Still watching the door, she thought, I could have him for always. I could have him and our little barons. What is playing the doctor compared to happiness like that? Nothing. Who are the dead to rob me of life?

With that settled, she lay back and closed her eyes, yawning, replete. But as she drifted into sleep, her last coherent thought was of the clitoris. What an organ of surprise and wonder it is. I must pay it more attention the next time I dissect a female.

Always and ever the doctor.

SHE CAME TO, protesting at someone’s repetition of her name, determined to stay asleep. She sniffed in the pungency of clothes kept in pennyroyal against the moth.

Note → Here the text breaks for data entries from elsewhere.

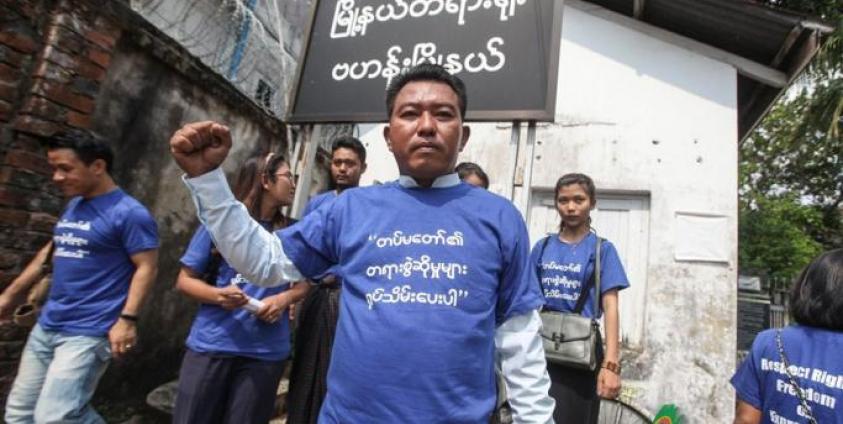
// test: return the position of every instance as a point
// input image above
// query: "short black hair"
(816, 299)
(87, 145)
(465, 169)
(426, 72)
(349, 142)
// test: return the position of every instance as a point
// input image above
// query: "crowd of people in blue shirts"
(416, 300)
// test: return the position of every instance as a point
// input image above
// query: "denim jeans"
(57, 377)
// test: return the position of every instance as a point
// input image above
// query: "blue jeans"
(57, 377)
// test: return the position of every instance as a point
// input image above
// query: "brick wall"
(53, 57)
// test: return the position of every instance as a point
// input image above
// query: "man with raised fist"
(436, 282)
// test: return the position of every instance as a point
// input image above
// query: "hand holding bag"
(569, 338)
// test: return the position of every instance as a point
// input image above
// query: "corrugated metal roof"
(775, 38)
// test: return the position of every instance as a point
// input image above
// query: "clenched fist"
(200, 147)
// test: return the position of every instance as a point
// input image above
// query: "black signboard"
(506, 51)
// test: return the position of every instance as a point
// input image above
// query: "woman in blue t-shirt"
(565, 263)
(795, 374)
(240, 338)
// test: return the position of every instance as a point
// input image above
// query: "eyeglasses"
(288, 175)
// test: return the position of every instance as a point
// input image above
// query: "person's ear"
(386, 137)
(466, 132)
(98, 167)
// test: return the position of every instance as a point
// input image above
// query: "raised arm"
(199, 149)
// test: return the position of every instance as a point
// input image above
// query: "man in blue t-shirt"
(317, 318)
(104, 257)
(436, 282)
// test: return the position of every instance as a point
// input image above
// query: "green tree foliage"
(775, 240)
(791, 169)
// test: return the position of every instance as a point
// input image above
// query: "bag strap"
(593, 280)
(539, 266)
(47, 265)
(800, 393)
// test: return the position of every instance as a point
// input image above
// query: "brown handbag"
(26, 315)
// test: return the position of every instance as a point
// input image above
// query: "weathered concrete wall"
(641, 116)
(66, 64)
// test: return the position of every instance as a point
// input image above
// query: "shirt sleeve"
(140, 232)
(197, 254)
(612, 274)
(747, 380)
(518, 291)
(241, 240)
(311, 244)
(520, 358)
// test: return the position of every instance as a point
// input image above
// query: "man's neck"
(340, 189)
(107, 185)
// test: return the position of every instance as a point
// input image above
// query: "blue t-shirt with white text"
(92, 267)
(565, 267)
(815, 357)
(238, 332)
(428, 274)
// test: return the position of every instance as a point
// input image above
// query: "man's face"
(426, 131)
(71, 175)
(346, 168)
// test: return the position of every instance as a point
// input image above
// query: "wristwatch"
(612, 366)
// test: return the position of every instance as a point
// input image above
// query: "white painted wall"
(641, 115)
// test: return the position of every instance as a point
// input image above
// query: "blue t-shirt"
(428, 274)
(565, 267)
(319, 200)
(816, 361)
(239, 332)
(322, 200)
(92, 266)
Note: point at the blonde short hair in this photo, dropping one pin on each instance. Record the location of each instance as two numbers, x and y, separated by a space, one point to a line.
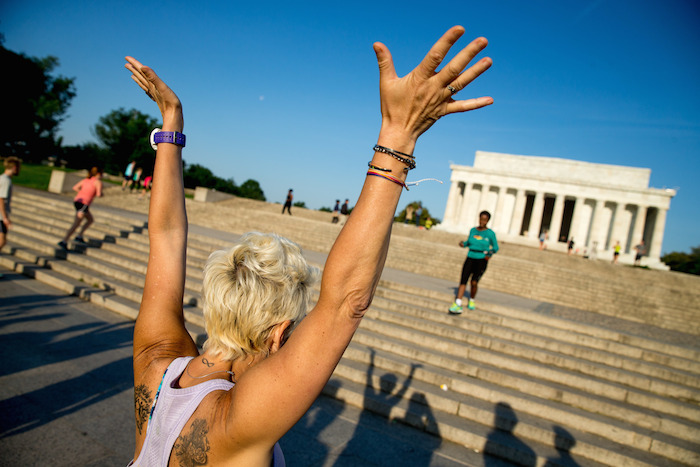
262 281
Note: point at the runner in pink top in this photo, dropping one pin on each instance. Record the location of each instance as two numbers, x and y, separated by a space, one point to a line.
88 188
256 294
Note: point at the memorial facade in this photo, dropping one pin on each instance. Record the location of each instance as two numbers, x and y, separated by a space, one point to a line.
596 205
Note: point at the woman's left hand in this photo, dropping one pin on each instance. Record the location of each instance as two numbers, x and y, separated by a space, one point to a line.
168 103
410 105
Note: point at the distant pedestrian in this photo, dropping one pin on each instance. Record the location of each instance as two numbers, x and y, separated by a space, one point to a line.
288 202
12 168
641 250
593 254
345 210
147 182
336 212
482 245
616 251
136 179
88 189
128 175
409 214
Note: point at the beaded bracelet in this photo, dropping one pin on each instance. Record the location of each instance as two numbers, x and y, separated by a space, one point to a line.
374 167
388 177
407 159
369 164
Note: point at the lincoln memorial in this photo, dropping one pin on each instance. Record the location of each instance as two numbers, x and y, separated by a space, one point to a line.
595 204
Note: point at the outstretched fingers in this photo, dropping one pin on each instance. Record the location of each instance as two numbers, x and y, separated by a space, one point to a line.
467 105
385 62
148 80
470 74
453 69
426 68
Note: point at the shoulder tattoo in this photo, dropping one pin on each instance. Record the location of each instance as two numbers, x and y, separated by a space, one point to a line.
142 404
191 449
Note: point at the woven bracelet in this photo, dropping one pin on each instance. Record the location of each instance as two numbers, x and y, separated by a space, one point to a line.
400 156
387 177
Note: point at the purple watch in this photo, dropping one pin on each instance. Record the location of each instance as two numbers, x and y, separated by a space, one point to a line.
174 137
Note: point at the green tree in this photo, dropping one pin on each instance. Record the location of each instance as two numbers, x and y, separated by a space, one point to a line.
195 175
684 262
425 213
36 103
84 156
124 133
251 189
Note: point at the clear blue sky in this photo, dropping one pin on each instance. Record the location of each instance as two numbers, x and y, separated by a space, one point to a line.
286 92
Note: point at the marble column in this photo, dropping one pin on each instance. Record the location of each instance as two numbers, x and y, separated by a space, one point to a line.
596 225
516 222
576 220
499 215
658 236
454 203
536 216
638 230
464 208
557 213
620 226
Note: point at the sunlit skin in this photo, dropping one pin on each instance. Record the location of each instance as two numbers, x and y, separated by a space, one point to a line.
483 220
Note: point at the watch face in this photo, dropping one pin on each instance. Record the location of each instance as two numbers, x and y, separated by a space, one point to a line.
169 137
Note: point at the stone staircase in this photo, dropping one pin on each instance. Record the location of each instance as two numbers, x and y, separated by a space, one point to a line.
666 299
527 387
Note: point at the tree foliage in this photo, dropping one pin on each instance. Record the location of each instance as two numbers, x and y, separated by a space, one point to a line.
124 134
425 213
35 104
251 189
684 262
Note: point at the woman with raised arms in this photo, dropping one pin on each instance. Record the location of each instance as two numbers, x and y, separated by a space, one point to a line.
256 378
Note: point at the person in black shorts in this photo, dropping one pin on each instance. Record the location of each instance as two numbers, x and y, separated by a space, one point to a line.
482 245
288 203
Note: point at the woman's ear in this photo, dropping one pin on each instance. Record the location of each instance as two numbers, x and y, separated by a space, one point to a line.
279 335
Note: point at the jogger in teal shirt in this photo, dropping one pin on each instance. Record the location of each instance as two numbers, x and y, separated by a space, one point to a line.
482 245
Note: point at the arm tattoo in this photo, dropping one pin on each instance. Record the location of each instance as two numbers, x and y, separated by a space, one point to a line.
142 403
191 449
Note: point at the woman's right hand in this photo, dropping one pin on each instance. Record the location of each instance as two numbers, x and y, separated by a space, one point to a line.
410 105
168 103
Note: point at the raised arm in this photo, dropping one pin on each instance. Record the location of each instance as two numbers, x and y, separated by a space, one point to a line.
160 330
279 390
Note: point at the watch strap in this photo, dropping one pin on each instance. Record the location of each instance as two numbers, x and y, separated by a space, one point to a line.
173 137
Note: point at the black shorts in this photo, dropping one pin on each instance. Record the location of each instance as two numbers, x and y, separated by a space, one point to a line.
475 268
80 207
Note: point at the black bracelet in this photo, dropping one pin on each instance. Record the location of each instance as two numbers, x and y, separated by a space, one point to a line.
408 160
384 149
381 169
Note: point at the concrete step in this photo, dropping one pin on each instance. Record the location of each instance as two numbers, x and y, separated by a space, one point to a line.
613 392
427 406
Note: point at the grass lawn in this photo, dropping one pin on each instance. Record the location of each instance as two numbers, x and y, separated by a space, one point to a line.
38 176
35 176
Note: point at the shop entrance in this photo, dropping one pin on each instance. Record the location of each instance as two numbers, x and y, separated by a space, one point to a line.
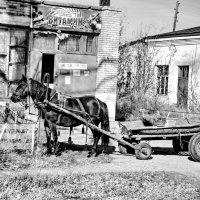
48 66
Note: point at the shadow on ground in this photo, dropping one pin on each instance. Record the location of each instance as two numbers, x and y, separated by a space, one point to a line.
65 146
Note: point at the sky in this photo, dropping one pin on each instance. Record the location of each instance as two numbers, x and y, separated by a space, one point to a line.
156 16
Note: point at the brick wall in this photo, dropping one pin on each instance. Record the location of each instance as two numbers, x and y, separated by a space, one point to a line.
107 59
15 12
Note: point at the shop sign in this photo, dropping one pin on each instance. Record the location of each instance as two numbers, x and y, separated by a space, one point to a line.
65 18
73 66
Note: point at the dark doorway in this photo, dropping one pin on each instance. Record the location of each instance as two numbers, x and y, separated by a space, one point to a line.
182 94
48 66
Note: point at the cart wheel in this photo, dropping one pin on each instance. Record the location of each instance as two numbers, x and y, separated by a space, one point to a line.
194 147
124 149
144 152
181 149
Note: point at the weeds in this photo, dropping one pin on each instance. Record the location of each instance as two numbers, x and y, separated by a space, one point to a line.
156 185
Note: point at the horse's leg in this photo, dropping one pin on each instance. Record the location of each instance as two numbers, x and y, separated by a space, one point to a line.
70 133
55 138
48 136
94 149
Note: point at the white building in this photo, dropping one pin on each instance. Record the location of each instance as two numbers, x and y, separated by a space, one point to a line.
177 66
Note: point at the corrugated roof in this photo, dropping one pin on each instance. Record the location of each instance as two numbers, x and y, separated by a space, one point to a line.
195 31
181 33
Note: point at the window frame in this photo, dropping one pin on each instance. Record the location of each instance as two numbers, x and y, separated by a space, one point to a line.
162 75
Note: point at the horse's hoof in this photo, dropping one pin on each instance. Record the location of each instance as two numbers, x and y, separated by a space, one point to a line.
89 154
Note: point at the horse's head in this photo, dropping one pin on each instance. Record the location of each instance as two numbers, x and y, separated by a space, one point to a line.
21 91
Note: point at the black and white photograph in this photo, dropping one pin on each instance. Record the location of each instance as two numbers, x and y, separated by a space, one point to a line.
99 99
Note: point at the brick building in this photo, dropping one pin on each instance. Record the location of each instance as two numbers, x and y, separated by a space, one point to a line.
77 44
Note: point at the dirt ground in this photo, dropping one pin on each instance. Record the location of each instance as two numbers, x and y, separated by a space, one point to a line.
163 159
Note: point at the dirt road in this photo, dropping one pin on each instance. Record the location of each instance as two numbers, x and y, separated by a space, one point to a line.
163 159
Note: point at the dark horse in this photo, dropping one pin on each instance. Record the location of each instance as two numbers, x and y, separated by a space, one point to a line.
89 107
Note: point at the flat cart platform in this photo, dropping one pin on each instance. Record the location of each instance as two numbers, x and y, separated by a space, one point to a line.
184 138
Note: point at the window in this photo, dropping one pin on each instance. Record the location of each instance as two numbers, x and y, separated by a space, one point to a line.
162 79
70 44
89 44
104 2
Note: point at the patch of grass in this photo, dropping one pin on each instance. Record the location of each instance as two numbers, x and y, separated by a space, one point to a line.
137 185
15 154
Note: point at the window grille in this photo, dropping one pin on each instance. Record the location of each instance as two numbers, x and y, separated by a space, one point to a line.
104 2
162 79
89 44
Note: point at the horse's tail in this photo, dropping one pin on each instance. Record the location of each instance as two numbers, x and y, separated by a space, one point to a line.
105 123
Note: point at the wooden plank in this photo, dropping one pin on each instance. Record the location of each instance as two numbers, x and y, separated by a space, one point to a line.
149 137
189 126
165 131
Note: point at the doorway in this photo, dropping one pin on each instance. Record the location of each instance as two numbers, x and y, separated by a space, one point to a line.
48 66
182 93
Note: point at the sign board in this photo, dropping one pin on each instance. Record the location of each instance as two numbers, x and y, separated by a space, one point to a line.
65 18
72 66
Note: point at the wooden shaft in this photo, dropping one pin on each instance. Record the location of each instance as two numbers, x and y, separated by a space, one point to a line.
109 134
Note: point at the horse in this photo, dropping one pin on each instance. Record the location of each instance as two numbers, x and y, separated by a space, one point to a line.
89 107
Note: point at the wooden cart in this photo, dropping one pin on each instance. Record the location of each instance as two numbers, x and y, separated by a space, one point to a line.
184 138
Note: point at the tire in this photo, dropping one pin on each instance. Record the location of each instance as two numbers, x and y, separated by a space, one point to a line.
194 147
181 147
124 149
143 152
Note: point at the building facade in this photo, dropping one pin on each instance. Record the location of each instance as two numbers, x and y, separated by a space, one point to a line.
177 67
76 44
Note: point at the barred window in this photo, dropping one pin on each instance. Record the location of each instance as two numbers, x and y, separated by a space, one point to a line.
104 2
70 44
162 79
89 44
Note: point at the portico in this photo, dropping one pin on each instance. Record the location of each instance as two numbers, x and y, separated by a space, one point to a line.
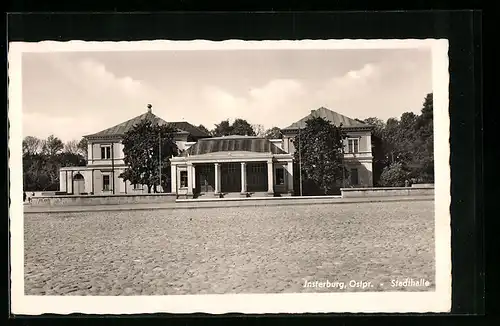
229 165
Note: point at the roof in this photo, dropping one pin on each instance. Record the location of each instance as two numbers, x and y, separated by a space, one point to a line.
124 127
329 115
233 143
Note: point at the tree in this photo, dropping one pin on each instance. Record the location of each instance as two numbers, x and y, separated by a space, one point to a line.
83 147
259 130
52 146
378 147
143 157
71 147
204 129
242 127
32 145
319 149
224 128
273 133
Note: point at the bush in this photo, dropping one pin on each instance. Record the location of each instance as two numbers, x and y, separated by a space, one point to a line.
394 175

“Gyltha? What time is it?”

“Night. And time you was up, girl. I brought you fresh clothes.”

“No.” She was stiff and her bruises were aching; she was staying in bed. She made a concession by squinting out of one eye. “How’s Ulf?”

“Sleepin’ the sleep of the just.” Gyltha’s rough hand cupped Adelia’s cheek for a moment. “But you both got to get up. There’s some high-and-mighties gatherin’ over the way as want answers to their questions.”

“I suppose so,” she said wearily. They were quick with their trial. Her evidence and Ulf’s would be essential, but there were things better left unremembered.

Gyltha went for food, collops of bacon swimming in a beany, delicious broth, and Adelia was so hungry that she hoisted herself into a sitting position. “I can feed myself.”